Greenlanders to vote on fate of statue of Danish-Norwegian coloniser

The polls come after activists recently called for removal of a controversial statue of a Danish-Norwegian coloniser

Citizens in Greenland’s capital Nuuk have until Tuesday to cast a vote which will determine the future of of a controversial statue after advocates recently called for its removal.

Greelandic media, KNR, reported a total of 555 votes for a statue of the Danish-Norwegian coloniser and priest, Hans Egede, to remain while 324 were against it.

The result of the polls were to be relayed to the municipal council, which shall announce a decision on the fate of the monument on September 2.

Activists wrote ‘Decolonize’
Egede’s statue was vandalised in Greenland in June when activists argued that it reminded the islanders of trauma from their colonial past.
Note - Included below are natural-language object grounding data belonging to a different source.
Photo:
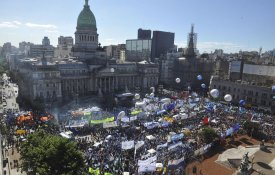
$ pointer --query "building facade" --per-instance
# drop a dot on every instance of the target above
(46, 49)
(162, 42)
(64, 47)
(260, 97)
(138, 50)
(144, 34)
(88, 73)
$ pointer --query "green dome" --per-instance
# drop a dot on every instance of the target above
(86, 18)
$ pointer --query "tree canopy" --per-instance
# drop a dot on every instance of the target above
(3, 66)
(46, 154)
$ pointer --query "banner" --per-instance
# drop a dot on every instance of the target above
(110, 124)
(229, 131)
(127, 145)
(174, 164)
(148, 165)
(125, 119)
(177, 137)
(139, 144)
(174, 146)
(103, 120)
(133, 118)
(136, 112)
(94, 171)
(162, 146)
(236, 127)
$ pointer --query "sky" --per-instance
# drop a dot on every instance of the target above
(231, 25)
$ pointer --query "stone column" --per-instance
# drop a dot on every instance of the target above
(109, 84)
(105, 88)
On the eve of Greenland’s National Day, the police said that activists poured red paint on the statue and wrote “Decolonize” on it.

Some historians credit Egede for preventing Greenland from being a British colony while Inuit activists believe his statue represents the silencing of indigenous people.

The BLM debate
The monument has been the subject of debate following a global anti-statue campaign arising from the Black Lives Matter movement fuelled by the killing of African-American man George Floyd in May.

The movement has primarily targeted slave traders and colonisers.

Elsewhere in the world, statues have been contentious for honouring leaders linked to racism and colonisation.

There is another statue of Egede in front of Marmorkirken in Copenhagen that activists want removed.